The book offers a provocative, meandering take on the progression of groundbreaking biotechnological capabilities. For example, in chapter 3, Ball explores the dawn of tissue culture at the turn of the 20th century and the motivations of the scientists who conducted the research. Ross Harrison sought to settle a debate between Camillo Golgi and Santiago Ramón y Cajal over the makeup of nervous systems; the former argued that nervous systems were one uninterrupted structure, whereas the latter believed there to be distinct nerve cells. Along the way to showing that nerve fibers lengthen through nerve cell proliferation, confirming Ramón y Cajal’s hypothesis, Harrison was the first to develop a technique to keep tissues alive with active cell growth in vitro, sustaining amphibian embryonic tissue in jars.

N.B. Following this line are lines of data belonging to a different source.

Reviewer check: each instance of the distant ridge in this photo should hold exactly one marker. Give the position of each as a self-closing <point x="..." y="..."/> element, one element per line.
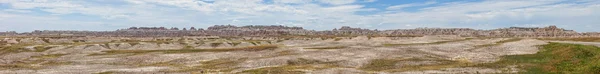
<point x="278" y="30"/>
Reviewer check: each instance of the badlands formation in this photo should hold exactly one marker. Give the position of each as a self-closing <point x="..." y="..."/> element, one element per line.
<point x="276" y="50"/>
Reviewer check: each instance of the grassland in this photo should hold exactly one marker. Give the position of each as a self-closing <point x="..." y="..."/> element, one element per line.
<point x="555" y="58"/>
<point x="250" y="48"/>
<point x="439" y="42"/>
<point x="324" y="48"/>
<point x="583" y="39"/>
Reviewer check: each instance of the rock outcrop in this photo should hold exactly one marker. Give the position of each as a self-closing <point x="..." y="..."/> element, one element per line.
<point x="278" y="30"/>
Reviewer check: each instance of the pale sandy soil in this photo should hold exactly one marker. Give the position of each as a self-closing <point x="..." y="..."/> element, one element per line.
<point x="353" y="56"/>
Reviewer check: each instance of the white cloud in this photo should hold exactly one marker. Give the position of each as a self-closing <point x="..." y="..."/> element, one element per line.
<point x="399" y="7"/>
<point x="370" y="0"/>
<point x="311" y="14"/>
<point x="292" y="1"/>
<point x="337" y="2"/>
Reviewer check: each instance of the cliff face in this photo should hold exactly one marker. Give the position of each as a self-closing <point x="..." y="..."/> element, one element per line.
<point x="277" y="30"/>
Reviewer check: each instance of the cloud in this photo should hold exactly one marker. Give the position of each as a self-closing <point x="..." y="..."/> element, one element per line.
<point x="581" y="15"/>
<point x="337" y="2"/>
<point x="399" y="7"/>
<point x="370" y="0"/>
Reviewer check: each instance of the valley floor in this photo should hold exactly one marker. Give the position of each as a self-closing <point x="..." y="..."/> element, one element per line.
<point x="345" y="55"/>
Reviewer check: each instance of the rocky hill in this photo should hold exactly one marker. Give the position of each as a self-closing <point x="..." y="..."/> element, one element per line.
<point x="278" y="30"/>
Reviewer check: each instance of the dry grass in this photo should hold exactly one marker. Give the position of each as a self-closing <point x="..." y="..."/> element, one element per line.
<point x="324" y="48"/>
<point x="250" y="48"/>
<point x="213" y="66"/>
<point x="391" y="65"/>
<point x="499" y="43"/>
<point x="297" y="66"/>
<point x="584" y="39"/>
<point x="439" y="42"/>
<point x="554" y="58"/>
<point x="48" y="56"/>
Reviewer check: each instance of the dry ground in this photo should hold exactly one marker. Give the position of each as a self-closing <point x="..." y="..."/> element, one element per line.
<point x="347" y="55"/>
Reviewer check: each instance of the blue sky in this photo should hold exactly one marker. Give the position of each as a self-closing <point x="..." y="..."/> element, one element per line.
<point x="102" y="15"/>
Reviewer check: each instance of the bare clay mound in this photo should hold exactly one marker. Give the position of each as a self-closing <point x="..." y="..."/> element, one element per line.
<point x="346" y="55"/>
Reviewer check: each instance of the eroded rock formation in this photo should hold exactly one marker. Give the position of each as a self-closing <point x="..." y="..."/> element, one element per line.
<point x="278" y="30"/>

Alexis Carrel, on the other hand, was a white supremacist striving to preserve “a ‘superior stock’ of humankind.” Carrel and his team iterated on and applied Harrison’s method to many different tissues, including those of birds, embryonic chickens, and, of course, humans. Here, Ball also works in how science fiction writing was influenced by early advances in cell biology, describing Julian Huxley’s “The Tissue-Culture King,” which centers on a biologist who redesigns members of a remote tribe and builds living objects of worship from the flesh of the tribe’s king. Although interesting, asides such as this disrupt the narrative’s continuity.

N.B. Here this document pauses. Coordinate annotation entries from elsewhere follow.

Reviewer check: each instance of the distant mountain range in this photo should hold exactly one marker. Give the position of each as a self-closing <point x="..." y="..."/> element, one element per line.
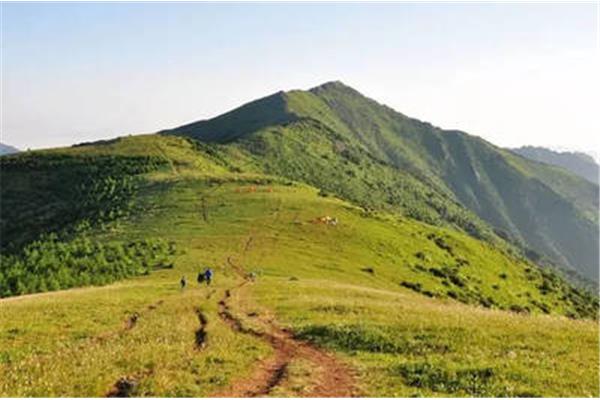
<point x="578" y="163"/>
<point x="335" y="138"/>
<point x="6" y="149"/>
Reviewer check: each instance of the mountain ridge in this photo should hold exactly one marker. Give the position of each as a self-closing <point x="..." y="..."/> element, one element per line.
<point x="578" y="163"/>
<point x="475" y="173"/>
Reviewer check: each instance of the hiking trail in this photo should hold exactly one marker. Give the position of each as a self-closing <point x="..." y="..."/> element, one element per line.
<point x="335" y="379"/>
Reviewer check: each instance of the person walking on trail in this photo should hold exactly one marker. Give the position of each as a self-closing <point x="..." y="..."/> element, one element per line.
<point x="208" y="276"/>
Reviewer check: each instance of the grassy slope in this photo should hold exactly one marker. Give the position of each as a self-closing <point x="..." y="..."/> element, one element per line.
<point x="312" y="278"/>
<point x="339" y="123"/>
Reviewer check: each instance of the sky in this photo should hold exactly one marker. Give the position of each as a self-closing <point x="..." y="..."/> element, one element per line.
<point x="514" y="74"/>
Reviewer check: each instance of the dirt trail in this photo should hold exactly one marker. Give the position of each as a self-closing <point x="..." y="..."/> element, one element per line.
<point x="335" y="379"/>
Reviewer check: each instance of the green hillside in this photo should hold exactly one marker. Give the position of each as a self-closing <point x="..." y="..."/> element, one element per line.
<point x="338" y="140"/>
<point x="345" y="297"/>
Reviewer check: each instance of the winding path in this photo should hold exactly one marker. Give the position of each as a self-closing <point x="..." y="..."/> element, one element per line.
<point x="335" y="379"/>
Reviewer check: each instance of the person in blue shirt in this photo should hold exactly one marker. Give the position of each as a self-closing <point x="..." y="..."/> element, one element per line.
<point x="208" y="276"/>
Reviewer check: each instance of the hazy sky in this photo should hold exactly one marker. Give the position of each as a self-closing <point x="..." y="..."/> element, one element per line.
<point x="512" y="73"/>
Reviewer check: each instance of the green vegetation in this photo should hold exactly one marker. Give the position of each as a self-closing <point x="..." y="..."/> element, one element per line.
<point x="49" y="264"/>
<point x="412" y="306"/>
<point x="336" y="139"/>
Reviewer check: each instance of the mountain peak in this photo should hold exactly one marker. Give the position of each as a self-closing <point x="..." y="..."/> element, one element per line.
<point x="333" y="86"/>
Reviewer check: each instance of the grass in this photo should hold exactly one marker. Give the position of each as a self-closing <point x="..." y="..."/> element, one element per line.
<point x="340" y="286"/>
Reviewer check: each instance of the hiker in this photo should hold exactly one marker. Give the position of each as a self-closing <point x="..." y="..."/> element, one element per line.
<point x="201" y="277"/>
<point x="208" y="276"/>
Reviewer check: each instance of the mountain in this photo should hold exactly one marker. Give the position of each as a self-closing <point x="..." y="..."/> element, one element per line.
<point x="578" y="163"/>
<point x="336" y="139"/>
<point x="312" y="295"/>
<point x="6" y="149"/>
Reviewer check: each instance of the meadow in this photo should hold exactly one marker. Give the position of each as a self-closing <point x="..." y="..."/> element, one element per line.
<point x="403" y="307"/>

Ball’s writing is most absorbing when he reflects on boundary-pushing research, such as advances toward converting human skin cells to eggs or sperm or the promise of approaches for fabricating human organs to help people who need transplants. In chapter 5, for example, he describes experiments in which rat cells formed pancreases in mice, and others in which human cells survived in pig and cattle embryos, and then considers how governments and the public might approach the prospect of harvesting human organs grown in other animals.

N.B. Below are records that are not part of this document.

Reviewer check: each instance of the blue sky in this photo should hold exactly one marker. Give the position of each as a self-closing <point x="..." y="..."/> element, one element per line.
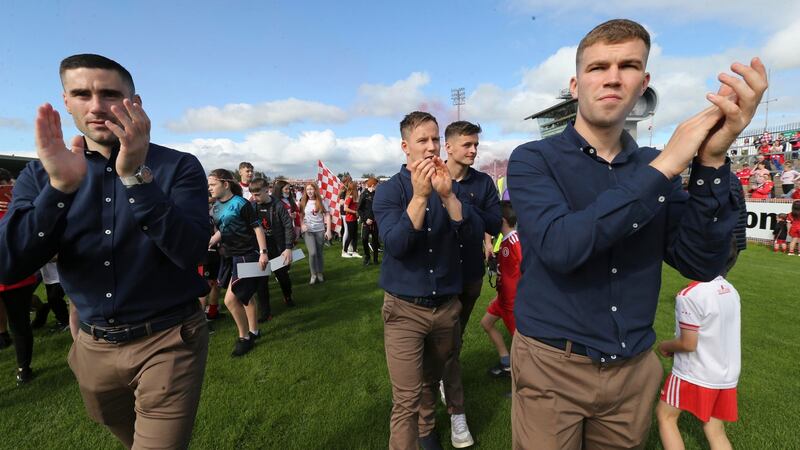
<point x="283" y="84"/>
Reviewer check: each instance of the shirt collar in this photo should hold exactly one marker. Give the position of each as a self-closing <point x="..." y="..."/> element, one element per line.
<point x="629" y="145"/>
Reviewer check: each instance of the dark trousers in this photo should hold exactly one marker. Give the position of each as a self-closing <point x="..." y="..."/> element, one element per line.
<point x="451" y="377"/>
<point x="370" y="232"/>
<point x="18" y="308"/>
<point x="351" y="237"/>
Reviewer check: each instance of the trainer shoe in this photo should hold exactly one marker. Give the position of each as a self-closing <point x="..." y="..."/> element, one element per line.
<point x="264" y="319"/>
<point x="242" y="346"/>
<point x="460" y="436"/>
<point x="24" y="375"/>
<point x="5" y="340"/>
<point x="430" y="442"/>
<point x="500" y="371"/>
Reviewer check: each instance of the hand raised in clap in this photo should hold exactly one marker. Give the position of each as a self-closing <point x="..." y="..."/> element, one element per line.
<point x="65" y="167"/>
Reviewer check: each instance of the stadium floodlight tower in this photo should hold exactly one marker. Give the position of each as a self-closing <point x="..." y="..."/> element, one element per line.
<point x="552" y="120"/>
<point x="459" y="98"/>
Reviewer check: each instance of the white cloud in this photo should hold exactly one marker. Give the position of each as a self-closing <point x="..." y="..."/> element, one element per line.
<point x="245" y="116"/>
<point x="782" y="50"/>
<point x="276" y="153"/>
<point x="13" y="123"/>
<point x="763" y="14"/>
<point x="393" y="100"/>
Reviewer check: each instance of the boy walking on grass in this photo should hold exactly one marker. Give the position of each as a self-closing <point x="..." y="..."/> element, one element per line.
<point x="707" y="363"/>
<point x="502" y="307"/>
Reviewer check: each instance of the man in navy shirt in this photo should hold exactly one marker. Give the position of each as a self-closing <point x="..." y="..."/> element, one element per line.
<point x="129" y="222"/>
<point x="597" y="217"/>
<point x="477" y="189"/>
<point x="422" y="223"/>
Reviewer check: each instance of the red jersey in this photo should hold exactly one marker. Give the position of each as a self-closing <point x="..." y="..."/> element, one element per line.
<point x="509" y="260"/>
<point x="744" y="176"/>
<point x="762" y="191"/>
<point x="349" y="203"/>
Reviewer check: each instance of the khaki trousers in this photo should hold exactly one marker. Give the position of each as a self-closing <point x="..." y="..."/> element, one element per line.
<point x="453" y="386"/>
<point x="418" y="342"/>
<point x="566" y="401"/>
<point x="145" y="391"/>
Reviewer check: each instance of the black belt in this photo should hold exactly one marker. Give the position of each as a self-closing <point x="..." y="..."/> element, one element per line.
<point x="561" y="344"/>
<point x="427" y="302"/>
<point x="127" y="333"/>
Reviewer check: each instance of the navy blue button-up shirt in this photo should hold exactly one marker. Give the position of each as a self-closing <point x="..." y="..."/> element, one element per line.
<point x="478" y="189"/>
<point x="594" y="236"/>
<point x="124" y="254"/>
<point x="426" y="262"/>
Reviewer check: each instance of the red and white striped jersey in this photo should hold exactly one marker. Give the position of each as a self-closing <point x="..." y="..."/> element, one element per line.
<point x="711" y="309"/>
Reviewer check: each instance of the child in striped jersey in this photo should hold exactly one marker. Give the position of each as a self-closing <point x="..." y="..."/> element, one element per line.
<point x="707" y="362"/>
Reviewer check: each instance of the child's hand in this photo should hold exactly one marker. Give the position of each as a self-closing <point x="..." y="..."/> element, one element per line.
<point x="663" y="352"/>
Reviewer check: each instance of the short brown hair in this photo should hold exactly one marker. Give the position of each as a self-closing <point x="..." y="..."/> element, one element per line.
<point x="461" y="128"/>
<point x="413" y="120"/>
<point x="613" y="32"/>
<point x="92" y="61"/>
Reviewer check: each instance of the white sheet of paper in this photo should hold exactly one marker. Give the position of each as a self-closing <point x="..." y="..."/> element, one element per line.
<point x="250" y="270"/>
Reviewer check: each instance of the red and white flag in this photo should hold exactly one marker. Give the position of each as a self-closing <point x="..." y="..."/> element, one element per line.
<point x="329" y="187"/>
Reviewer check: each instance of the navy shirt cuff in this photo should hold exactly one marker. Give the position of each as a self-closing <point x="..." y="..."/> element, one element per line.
<point x="653" y="188"/>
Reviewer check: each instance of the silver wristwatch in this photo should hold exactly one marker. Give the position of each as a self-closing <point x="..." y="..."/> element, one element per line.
<point x="143" y="175"/>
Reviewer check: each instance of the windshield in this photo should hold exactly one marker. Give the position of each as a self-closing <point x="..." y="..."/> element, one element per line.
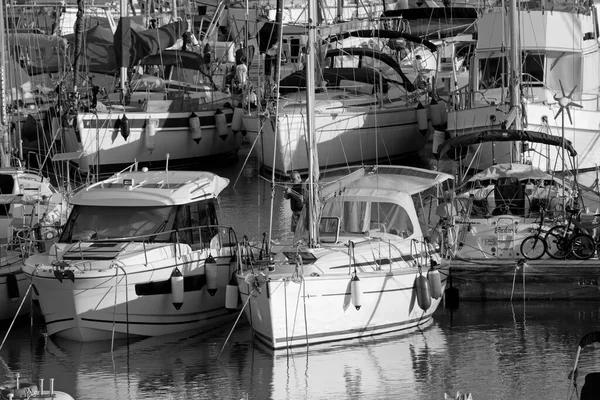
<point x="137" y="223"/>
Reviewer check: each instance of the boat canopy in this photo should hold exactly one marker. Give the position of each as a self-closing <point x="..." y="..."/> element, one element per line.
<point x="388" y="34"/>
<point x="514" y="170"/>
<point x="131" y="46"/>
<point x="410" y="180"/>
<point x="505" y="135"/>
<point x="184" y="59"/>
<point x="152" y="188"/>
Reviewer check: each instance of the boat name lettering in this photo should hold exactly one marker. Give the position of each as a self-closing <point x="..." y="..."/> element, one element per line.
<point x="500" y="229"/>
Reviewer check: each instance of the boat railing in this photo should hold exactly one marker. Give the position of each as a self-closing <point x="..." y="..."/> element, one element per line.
<point x="464" y="98"/>
<point x="197" y="237"/>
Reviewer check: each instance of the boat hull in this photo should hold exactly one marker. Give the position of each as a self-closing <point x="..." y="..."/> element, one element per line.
<point x="106" y="303"/>
<point x="103" y="141"/>
<point x="284" y="313"/>
<point x="481" y="280"/>
<point x="14" y="289"/>
<point x="582" y="132"/>
<point x="345" y="138"/>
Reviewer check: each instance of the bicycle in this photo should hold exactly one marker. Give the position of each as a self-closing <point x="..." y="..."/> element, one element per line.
<point x="570" y="239"/>
<point x="534" y="246"/>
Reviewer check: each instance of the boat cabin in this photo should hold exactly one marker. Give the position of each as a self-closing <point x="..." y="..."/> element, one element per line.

Discussing how and where we have drawn ethical and legal lines for procedures such as in vitro fertilization and preimplantation genetic diagnosis (PGD) of embryos, Ball contemplates what historical precedent may mean for the governance of emerging biotechnological capabilities. Unlike in the United Kingdom, where PGD is permitted only to avoid implanting an embryo with a serious heritable disease, the United States does not regulate PGD-enabled embryo selection at the federal level, meaning PGD can be used to select for offspring of a particular gender or to rule out embryos that have an elevated risk of intellectual disability. (As Ball points out, it may be possible to adapt this testing to screen for embryos that are predicted to have exceptional cognitive ability.)
At the center of an adjacent debate are germline genome-editing technologies. As exemplified by the so-called “CRISPR-baby” controversy and expounded upon by Ball, access to, and affordability of, new biotechnologies may serve some segments of society while underserving others. Ball appeals to the democratic process to determine the balance between personal liberty and state-dictated equity, acknowledging that everyone has a stake in and therefore the right to be heard on this important issue.
Because of the immense power of emerging biotechnologies, those of us who are intimately involved with these advances must make a concerted effort to equip both policy-makers and the public with the knowledge and tools needed to navigate this evolving landscape. Ambitious and expansive, How to Grow a Human could be one piece of this effort—Ball’s look at the state of human-facing cutting-edge bioscience is a thought-provoking read.